7. Naar het oordeel van de rechtbank is het enkel volgen van de aangiften IB/PVV voor voorgaande jaren door verweerder eveneens onvoldoende voor een geslaagd beroep op het vertrouwensbeginsel. De rechtbank overweegt daartoe dat eiser de waarde van de gebouwen in die aangiften niet uitdrukkelijk en gemotiveerd aan verweerder heeft voorgelegd en ook overigens geen omstandigheden heeft gesteld waaruit kan worden afgeleid dat verweerder een weloverwogen standpunt heeft ingenomen over de waarde van de gebouwen bij het vaststellen van de aanslagen IB/PVV voor voorgaande jaren.
8. Met betrekking tot het boekenonderzoek overweegt de rechtbank als volgt. Naar het oordeel van de rechtbank heeft eiser, tegenover de gemotiveerde betwisting door verweerder, niet aannemelijk gemaakt dat de controleur heeft toegezegd dat de omvang van het door eiser mogelijk te lijden fiscale boekverlies als gevolg van de verkoop van de gebouwen niet door verweerder ter discussie zou worden gesteld. De rechtbank overweegt hierbij dat uit het verslag van het boekenonderzoek niet kan worden opgemaakt dat de waardering van de gebouwen uitdrukkelijk aan de orde is gesteld of met de controleur is besproken. Uit het verslag kan alleen worden afgeleid dat de controleur heeft vastgesteld dat de gebouwen te koop stonden. Eiser heeft voor het overige geen bewijs overgelegd dat zijn stelling ondersteunt. Dit betekent dat het beroep van eiser op het vertrouwensbeginsel in zoverre ook niet kan slagen.

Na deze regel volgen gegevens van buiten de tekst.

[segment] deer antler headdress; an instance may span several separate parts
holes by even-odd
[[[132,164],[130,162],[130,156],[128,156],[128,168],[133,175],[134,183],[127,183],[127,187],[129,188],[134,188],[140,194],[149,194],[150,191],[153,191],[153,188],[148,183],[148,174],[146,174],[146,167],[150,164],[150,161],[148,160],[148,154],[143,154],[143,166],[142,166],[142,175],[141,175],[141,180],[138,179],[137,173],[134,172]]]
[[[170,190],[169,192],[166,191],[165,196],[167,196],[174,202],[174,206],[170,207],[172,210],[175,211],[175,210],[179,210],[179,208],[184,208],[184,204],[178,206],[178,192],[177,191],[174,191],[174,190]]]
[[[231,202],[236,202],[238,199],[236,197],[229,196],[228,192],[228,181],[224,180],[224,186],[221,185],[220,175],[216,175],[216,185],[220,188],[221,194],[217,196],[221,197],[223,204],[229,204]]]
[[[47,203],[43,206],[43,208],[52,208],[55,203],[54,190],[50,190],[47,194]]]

9. Voor een geslaagd beroep op het vertrouwensbeginsel is het evenwel niet vereist dat de waarde van de gebouwen bij het boekenonderzoek daadwerkelijk door verweerder is beoordeeld, maar dat eiser in de gegeven omstandigheden mocht menen dat dit het geval was.Naar het oordeel van de rechtbank mocht eiser in de gegeven omstandigheden echter niet menen dat de controleur de waarde van de gebouwen had beoordeeld. De rechtbank overweegt daartoe dat uit het verslag van het boekenonderzoek blijkt dat de controleur zijn onderzoek beperkt heeft naar de vraag of sprake was van een bron van inkomen en daarbij is afgegaan op de door eiser aangeleverde administratie. Ook is uitdrukkelijk in het verslag opgemerkt dat over de administratie geen oordeel wordt gegeven (zie 1.6). Dit betekent dat het beroep van eiser op het vertrouwensbeginsel in zoverre ook niet kan slagen.
10. Gelet op het hiervoor onder 5. tot en met 9. overwogene, slaagt eisers beroep op het vertrouwensbeginsel niet. Niet in geschil is dat de aanslag IB/PVV 2016 in dat geval tot de juiste hoogte is vastgesteld.
11. Het beroep wordt geacht mede betrekking te hebben op de belastingrente. Eiser heeft geen zelfstandige gronden tegen de in rekening gebrachte belastingrente aangevoerd. De rechtbank ziet geen aanleiding af te wijken van de beschikking belastingrente.
12. Het beroep is ongegrond.
13. Voor een proceskostenveroordeling bestaat geen aanleiding.